Research collaboration between the Hofstad Lyceum and the T.M.C. Asser Instituut

Published 1 June 2020

Since the spring of 2018, the Asser Institute has worked with the Hofstad Lyceum, a secondary school in The Hague with an enrolment of about 1,000. Within this framework, graduation-year students are offered the opportunity to do their mandatory thesis project ('profielwerkstuk') at the Asser Institute, co-supervised by the Social Studies teacher and an Asser researcher. The year-long thesis project includes writing an extensive literature review and designing and conducting a social scientific quantitative and/or qualitative study. Students are expected to elaborate their own research topic within an existing project at the Asser Institute.

Oumaya el Battioui and Imane Bourahtouf completed the first thesis in the spring of 2020, entitled Terrorism Prevention at the Hofstad Lyceum and co-supervised by Flemming van de Graaf (Hofstad) and Dr Sofia Stolk (Asser). The project was inspired by the Asser research on preventing and responding to terrorism and radicalization and was conducted in connection with the Lifecycle Initiative Toolkit, initiated by the Global Counterterrorism Forum. The thesis was awarded 10 out of 10 points.

From the students

We, Oumaya el Battioui and Imane Bourahtouf, students at the Hofstad Lyceum in The Hague, wrote the study on terrorism prevention at secondary schools as our profile paper in our graduation year in pre-university education (2019-2020), supervised by Flemming van de Graaf and Sofia Stolk.

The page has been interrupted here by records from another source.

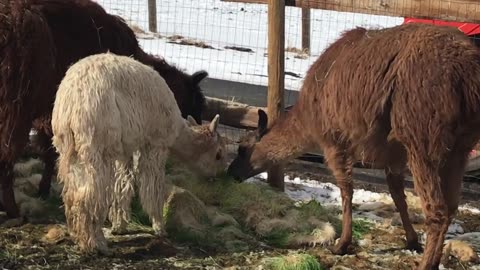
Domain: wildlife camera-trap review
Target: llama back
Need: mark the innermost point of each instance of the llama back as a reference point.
(115, 103)
(100, 32)
(351, 90)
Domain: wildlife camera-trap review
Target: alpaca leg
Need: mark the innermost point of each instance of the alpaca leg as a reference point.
(6, 181)
(428, 186)
(151, 170)
(48, 156)
(451, 175)
(396, 186)
(89, 195)
(342, 166)
(123, 194)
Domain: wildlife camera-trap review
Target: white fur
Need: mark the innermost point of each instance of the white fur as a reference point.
(107, 108)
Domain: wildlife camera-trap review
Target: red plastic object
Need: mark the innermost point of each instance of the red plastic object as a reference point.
(468, 28)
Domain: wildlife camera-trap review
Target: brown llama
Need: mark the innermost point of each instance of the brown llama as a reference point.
(27, 69)
(71, 30)
(392, 97)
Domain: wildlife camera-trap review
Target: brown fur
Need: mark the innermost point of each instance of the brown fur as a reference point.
(65, 31)
(392, 97)
(27, 64)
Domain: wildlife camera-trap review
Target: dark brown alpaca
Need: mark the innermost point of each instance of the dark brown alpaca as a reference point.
(64, 32)
(391, 97)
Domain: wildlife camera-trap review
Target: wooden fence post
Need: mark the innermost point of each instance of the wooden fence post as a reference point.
(152, 16)
(276, 74)
(306, 30)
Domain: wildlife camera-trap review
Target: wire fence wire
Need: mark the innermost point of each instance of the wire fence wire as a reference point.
(229, 39)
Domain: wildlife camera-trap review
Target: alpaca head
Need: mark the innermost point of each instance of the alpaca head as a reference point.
(251, 159)
(205, 149)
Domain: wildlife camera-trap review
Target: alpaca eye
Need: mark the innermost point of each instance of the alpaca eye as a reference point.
(241, 151)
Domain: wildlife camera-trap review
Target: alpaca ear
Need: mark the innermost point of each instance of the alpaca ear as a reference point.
(214, 124)
(198, 76)
(262, 122)
(191, 121)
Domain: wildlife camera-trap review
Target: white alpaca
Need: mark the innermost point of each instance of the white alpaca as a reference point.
(107, 107)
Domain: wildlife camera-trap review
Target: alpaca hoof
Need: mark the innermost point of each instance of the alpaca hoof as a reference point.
(14, 222)
(415, 246)
(339, 249)
(105, 251)
(43, 194)
(119, 231)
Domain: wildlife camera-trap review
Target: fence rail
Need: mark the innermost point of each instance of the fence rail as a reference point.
(464, 11)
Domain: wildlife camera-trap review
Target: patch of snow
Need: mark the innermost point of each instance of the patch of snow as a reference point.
(220, 24)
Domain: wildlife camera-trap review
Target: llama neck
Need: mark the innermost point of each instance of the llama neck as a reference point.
(186, 146)
(284, 141)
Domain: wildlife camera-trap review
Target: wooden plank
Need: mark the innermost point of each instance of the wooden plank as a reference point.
(231, 113)
(449, 10)
(276, 77)
(152, 16)
(306, 30)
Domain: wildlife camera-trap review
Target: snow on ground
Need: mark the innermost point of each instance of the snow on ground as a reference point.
(221, 24)
(369, 205)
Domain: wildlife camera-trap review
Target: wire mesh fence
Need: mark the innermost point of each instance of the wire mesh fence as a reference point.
(229, 39)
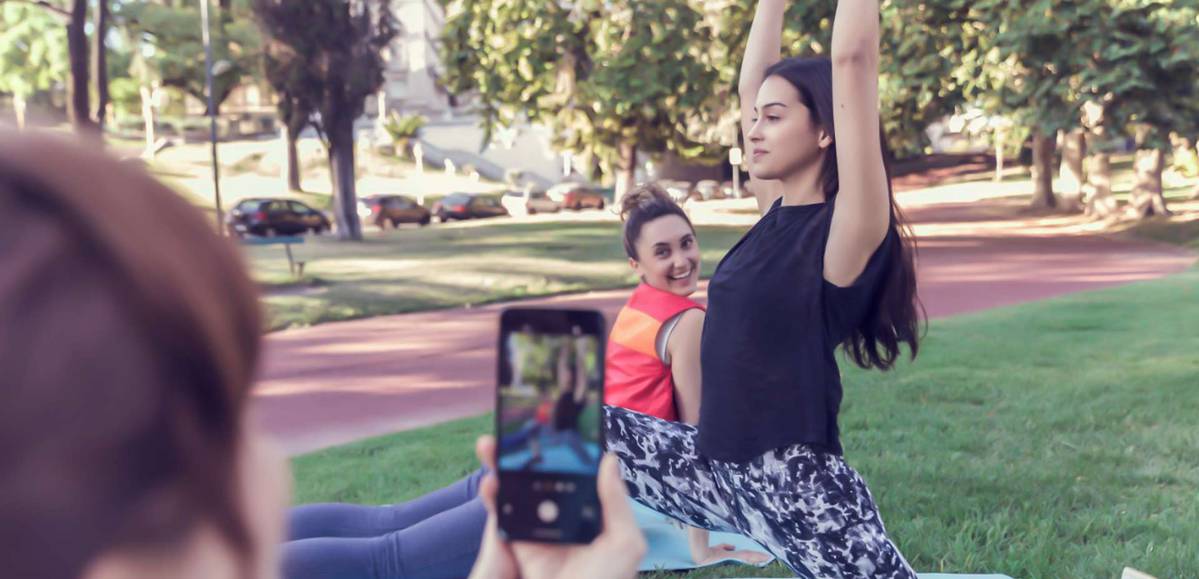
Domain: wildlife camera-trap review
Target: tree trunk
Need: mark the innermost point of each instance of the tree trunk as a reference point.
(1000, 143)
(1042, 170)
(341, 158)
(148, 119)
(1194, 194)
(78, 109)
(627, 179)
(1072, 175)
(1146, 195)
(18, 107)
(291, 160)
(101, 61)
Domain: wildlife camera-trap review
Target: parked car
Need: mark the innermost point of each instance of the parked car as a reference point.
(577, 195)
(270, 217)
(468, 206)
(529, 203)
(710, 190)
(392, 210)
(679, 191)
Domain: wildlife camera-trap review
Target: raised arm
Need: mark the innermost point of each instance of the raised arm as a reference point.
(862, 212)
(763, 49)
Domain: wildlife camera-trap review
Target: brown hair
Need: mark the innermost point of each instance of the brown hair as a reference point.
(642, 205)
(128, 341)
(895, 317)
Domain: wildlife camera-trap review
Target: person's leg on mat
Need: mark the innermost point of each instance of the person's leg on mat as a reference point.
(332, 519)
(660, 464)
(814, 513)
(444, 546)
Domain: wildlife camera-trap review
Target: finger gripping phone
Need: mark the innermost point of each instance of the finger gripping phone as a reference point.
(549, 424)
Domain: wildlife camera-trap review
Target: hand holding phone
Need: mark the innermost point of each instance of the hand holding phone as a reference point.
(615, 554)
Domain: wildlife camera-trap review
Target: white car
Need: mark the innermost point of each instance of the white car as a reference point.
(529, 203)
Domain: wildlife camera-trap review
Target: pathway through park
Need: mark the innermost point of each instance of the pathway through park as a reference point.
(343, 381)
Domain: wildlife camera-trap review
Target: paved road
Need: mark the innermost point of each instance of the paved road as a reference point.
(337, 383)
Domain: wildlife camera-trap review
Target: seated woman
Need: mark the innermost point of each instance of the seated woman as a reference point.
(128, 339)
(652, 366)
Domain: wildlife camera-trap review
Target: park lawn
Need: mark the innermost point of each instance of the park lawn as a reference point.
(1046, 440)
(419, 269)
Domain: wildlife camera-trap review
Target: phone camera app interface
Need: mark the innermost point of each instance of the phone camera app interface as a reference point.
(549, 404)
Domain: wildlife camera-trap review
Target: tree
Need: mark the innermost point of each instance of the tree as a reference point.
(294, 86)
(612, 78)
(1030, 70)
(338, 48)
(74, 16)
(32, 54)
(172, 36)
(1145, 82)
(101, 64)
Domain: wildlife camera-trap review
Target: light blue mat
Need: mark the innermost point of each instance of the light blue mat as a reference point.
(668, 548)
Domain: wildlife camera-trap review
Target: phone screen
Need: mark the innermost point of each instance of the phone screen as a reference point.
(549, 428)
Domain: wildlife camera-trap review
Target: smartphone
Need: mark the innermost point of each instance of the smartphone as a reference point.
(549, 423)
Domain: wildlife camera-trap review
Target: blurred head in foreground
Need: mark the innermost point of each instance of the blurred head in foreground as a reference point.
(128, 342)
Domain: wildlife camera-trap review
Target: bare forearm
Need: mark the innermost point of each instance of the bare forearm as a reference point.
(855, 31)
(764, 47)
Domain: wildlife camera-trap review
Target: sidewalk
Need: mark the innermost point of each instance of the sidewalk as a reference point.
(338, 383)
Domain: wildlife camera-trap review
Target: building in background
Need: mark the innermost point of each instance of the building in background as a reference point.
(414, 66)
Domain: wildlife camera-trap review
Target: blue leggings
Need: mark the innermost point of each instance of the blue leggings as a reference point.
(431, 537)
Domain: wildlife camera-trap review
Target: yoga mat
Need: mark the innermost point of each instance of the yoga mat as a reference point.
(668, 548)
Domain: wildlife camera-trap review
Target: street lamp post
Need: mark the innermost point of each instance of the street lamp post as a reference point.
(735, 158)
(212, 113)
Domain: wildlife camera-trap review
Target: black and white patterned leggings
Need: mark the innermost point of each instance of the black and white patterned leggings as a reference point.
(807, 508)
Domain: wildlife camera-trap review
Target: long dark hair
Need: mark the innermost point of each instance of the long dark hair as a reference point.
(642, 205)
(895, 318)
(128, 341)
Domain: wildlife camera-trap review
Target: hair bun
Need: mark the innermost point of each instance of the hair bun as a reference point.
(640, 195)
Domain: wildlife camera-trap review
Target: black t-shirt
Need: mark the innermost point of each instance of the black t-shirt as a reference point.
(770, 377)
(566, 411)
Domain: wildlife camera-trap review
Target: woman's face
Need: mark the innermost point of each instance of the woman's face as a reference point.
(668, 255)
(784, 138)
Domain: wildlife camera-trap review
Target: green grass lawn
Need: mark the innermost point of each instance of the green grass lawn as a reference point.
(1054, 439)
(438, 267)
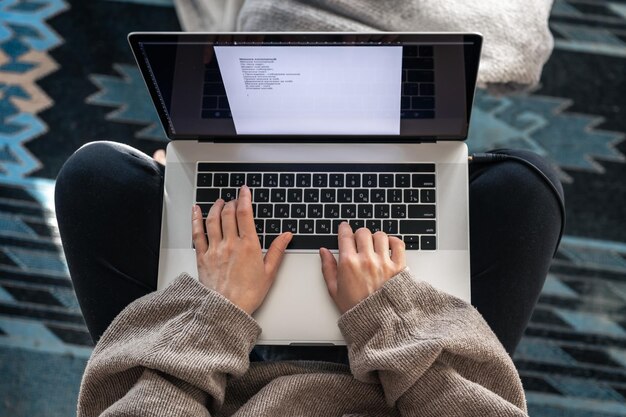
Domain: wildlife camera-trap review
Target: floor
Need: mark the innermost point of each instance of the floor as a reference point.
(67, 78)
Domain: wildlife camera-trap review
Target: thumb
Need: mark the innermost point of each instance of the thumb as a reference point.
(329, 270)
(275, 253)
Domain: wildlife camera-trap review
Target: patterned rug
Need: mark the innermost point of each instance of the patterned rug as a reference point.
(67, 77)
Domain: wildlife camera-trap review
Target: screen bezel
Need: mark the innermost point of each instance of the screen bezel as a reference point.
(472, 57)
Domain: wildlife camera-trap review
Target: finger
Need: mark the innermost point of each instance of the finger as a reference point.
(398, 254)
(275, 253)
(381, 244)
(214, 222)
(229, 220)
(329, 271)
(245, 218)
(345, 238)
(363, 239)
(197, 231)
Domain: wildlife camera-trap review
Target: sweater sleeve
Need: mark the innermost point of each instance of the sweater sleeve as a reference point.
(432, 353)
(168, 353)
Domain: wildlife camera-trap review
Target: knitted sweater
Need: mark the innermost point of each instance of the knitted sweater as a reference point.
(413, 350)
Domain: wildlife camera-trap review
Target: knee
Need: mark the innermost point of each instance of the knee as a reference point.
(104, 166)
(536, 172)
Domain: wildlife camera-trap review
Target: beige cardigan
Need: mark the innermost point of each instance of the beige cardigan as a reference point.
(414, 351)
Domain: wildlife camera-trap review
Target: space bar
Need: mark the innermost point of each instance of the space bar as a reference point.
(309, 242)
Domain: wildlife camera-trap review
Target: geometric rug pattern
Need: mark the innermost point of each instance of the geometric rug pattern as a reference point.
(67, 77)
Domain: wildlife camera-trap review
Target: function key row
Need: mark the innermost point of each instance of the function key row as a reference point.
(313, 167)
(317, 180)
(338, 211)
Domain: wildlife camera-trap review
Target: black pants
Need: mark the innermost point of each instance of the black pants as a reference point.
(108, 206)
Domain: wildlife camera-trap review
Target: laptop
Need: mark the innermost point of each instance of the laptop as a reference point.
(323, 127)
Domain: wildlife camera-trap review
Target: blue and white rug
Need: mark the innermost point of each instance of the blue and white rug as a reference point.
(67, 77)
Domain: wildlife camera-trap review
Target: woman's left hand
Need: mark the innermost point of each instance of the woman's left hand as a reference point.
(231, 262)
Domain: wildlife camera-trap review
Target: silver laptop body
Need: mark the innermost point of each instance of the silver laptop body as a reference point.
(276, 68)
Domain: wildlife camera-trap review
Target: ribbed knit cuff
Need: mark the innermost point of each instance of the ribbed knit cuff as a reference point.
(213, 308)
(392, 303)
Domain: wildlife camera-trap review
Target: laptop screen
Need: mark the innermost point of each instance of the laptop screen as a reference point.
(292, 85)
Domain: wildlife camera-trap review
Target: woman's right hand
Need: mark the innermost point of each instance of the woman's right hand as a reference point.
(363, 267)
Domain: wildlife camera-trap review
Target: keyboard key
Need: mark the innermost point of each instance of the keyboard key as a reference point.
(411, 196)
(398, 211)
(298, 210)
(344, 195)
(294, 195)
(261, 195)
(394, 196)
(320, 180)
(361, 196)
(265, 211)
(365, 211)
(311, 195)
(348, 211)
(421, 211)
(370, 180)
(313, 242)
(427, 196)
(208, 195)
(427, 89)
(281, 211)
(220, 180)
(373, 225)
(331, 211)
(412, 246)
(303, 180)
(422, 103)
(322, 226)
(237, 179)
(254, 180)
(290, 225)
(377, 195)
(229, 194)
(381, 211)
(423, 180)
(279, 195)
(417, 227)
(204, 180)
(356, 224)
(403, 180)
(353, 180)
(426, 50)
(386, 180)
(268, 241)
(270, 180)
(259, 225)
(335, 180)
(328, 195)
(205, 209)
(428, 243)
(315, 211)
(272, 226)
(390, 226)
(287, 180)
(306, 226)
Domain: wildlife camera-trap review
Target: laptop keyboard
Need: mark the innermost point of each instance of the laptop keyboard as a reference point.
(311, 200)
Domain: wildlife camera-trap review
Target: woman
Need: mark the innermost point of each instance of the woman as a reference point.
(412, 349)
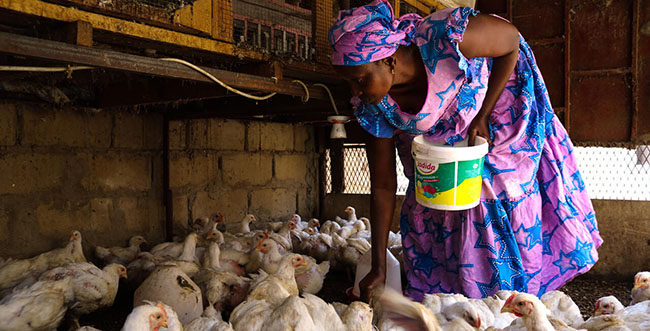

Our profile paper supervisor Flemming van de Graaf suggested we draft a proposal for a profile paper together with the Asser research institute. Of course we were delighted with this idea and were very eager to start the research. Our second supervisor, Sofia Stolk from the Asser Institute, joined us to identify a relevant problem we could study with a view toward future use for both the Asser Institute and us as students. We visited the Asser Institute a few times and even produced a brief information video about the Asser Institute for our Social Sciences course. The whole experience cannot be conveyed in words and has been unforgettable!

Terrorism, in connection with radicalization, is a horrible phenomenon that should be prevented wherever possible. To this end, we studied various issues relating to terrorism and radicalization. Based on this information, we drafted a survey for students at the Hofstad Lyceum (years 1 through 6) with questions about teaching methods relating to terrorism and/or radicalization. We also compiled a questionnaire for interviews with 8 instructors at the Hofstad Lyceum.

The results, which appear in the research report, aptly convey the wishes and need for education about terrorism and radicalization at the Hofstad Lyceum. We hope our research will give rise to additional, more extensive studies on ways of teaching this subject, aimed at devising an ideal teaching method to use in secondary education.

Summary of the thesis

The study on the extent to which instructors at secondary schools can help prevent terrorism was conducted in conjunction with the Asser Institute. In the study we explored the current selection of teaching material about terrorism and radicalization, as well as in what measure it benefits instructors and students. This study arises from curiosity about the origins of terrorism. In conjunction with the Asser Institute we have compiled a study based on six sub-questions.

Using the findings resulting from the sub-questions, we sought the best method(s) to examine in what measure instructors at secondary schools can contribute toward preventing terrorism. This yielded the following research methods:

  1. Conducting a survey among all students at the Hofstad Lyceum.
  2. Conducting interviews among teachers at the Hofstad Lyceum.

We received 232 answers to the surveys and interviewed 8 teachers at the Hofstad Lyceum. These findings have been transcribed in the results. We used the results to draft a conclusion, in which we compare the different suggestions, solutions and criteria. The significant results were as follows:

In the surveys, students expressed their interest in being taught about radicalization and terrorism alike: 74.1 % of the students believe that discussing the subject of terrorism in classes on world view/life orientation would be the best way.

The teachers interviewed mentioned that they benefited from learning and increasing their basic knowledge about the subject. Most consider it to be worthwhile and are therefore receptive to obtaining resources or materials conducive to this end, such as information leaflets and manuals. All teachers interviewed are interested in information gatherings as well. Some suggested having an expert come visit. Others said they would organize an afternoon seminar. Many mentioned a workshop as well, indicating that they used manuals and/or scripts here, to be certain that teachers actually know how to use it.

As for teaching material, most teachers agreed that the subject need not be addressed in each class. In a select number of subjects, teachers can find ways to connect a recent event relating to terrorism and/or radicalization to the subject that he or she teaches. This maintains relevance.

This project is financially supported by The Hague Municipality.